One possibility is to employ the tensor decomposition that allows simultaneous decomposition of multidimensional matrices (Teschendorff et al. 2018; Taguchi 2017) (called orders in tensors jargon). Also, joint NMF was proposed to factorize omic data (Zhang et al. 2012). Late integration can also be considered: applying algorithms to multi-omic data independently and integrate them a posteriori, through a consensus (Bonnet, Calzone, and Michoel 2015). Many methods were developed for multi-omics integration (Huang, Chaudhary, and Garmire 2017), little literature is available on the profit of multi-omics integration on the extraction of immune-related signals from bulk cancer data.

A significant constraint of unsupervised approaches is the need to use data including high variability and therefore, many samples. In theory, it could be possible to compute values for a new single sample given a space established by other samples. In practice, the values predicted for the new samples should be carefully verified for possible biases.

Finally, the blind deconvolution approaches can be applied to detect different signals from diverse tissues. For their interpretation adequate reference profiles or known signatures are necessary. Also for single-cell data, blind deconvolution can be a powerful tool to unveil new cell states.

References

Angerer, Philipp, Lukas Simon, Sophie Tritschler, F. Alexander Wolf, David Fischer, and Fabian J. Theis. 2017. “Single cells make big data: New challenges and opportunities in transcriptomics.” Curr. Opin. Syst. Biol. 4. Elsevier: 85–91. doi:10.1016/J.COISB.2017.07.004.

Maia, Ana-Teresa, Stephen-John Sammut, Ana Jacinta-Fernandes, and Suet-Feung Chin. 2017. “Big data in cancer genomics.” Curr. Opin. Syst. Biol. 4. Elsevier: 78–84. doi:10.1016/J.COISB.2017.07.007.

Teschendorff, Andrew E, Han Jing, Dirk S Paul, Joni Virta, and Klaus Nordhausen. 2018. “Tensorial blind source separation for improved analysis of multi-omic data.” Genome Biol. 19: 76. doi:10.1186/s13059-018-1455-8.

Taguchi, Y-h. 2017. “One-class Differential Expression Analysis using Tensor Decomposition-based Unsupervised Feature Extraction Applied to Integrated Analysis of Multiple Omics Data from 26 Lung Adenocarcinoma Cell Lines.” In 2017 Ieee 17th Int. Conf. Bioinforma. Bioeng., 131–38. IEEE. doi:10.1109/BIBE.2017.00-66.

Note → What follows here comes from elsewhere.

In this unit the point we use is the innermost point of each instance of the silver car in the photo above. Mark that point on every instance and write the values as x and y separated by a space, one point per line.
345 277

Zhang, Shihua, Chun-Chi Liu, Wenyuan Li, Hui Shen, Peter W. Laird, and Xianghong Jasmine Zhou. 2012. “Discovery of multi-dimensional modules by integrative analysis of cancer genomic data.” Nucleic Acids Res. 40 (19). Oxford University Press: 9379–91. doi:10.1093/nar/gks725.

Bonnet, Eric, Laurence Calzone, and Tom Michoel. 2015. “Integrative Multi-omics Module Network Inference with Lemon-Tree.” Edited by Paul P Gardner. PLOS Comput. Biol. 11 (2): e1003983. doi:10.1371/journal.pcbi.1003983.

Huang, Sijia, Kumardeep Chaudhary, and Lana X Garmire. 2017. “More Is Better: Recent Progress in Multi-Omics Data Integration Methods.” Front. Genet. 8. Frontiers Media SA: 84. doi:10.3389/fgene.2017.00084.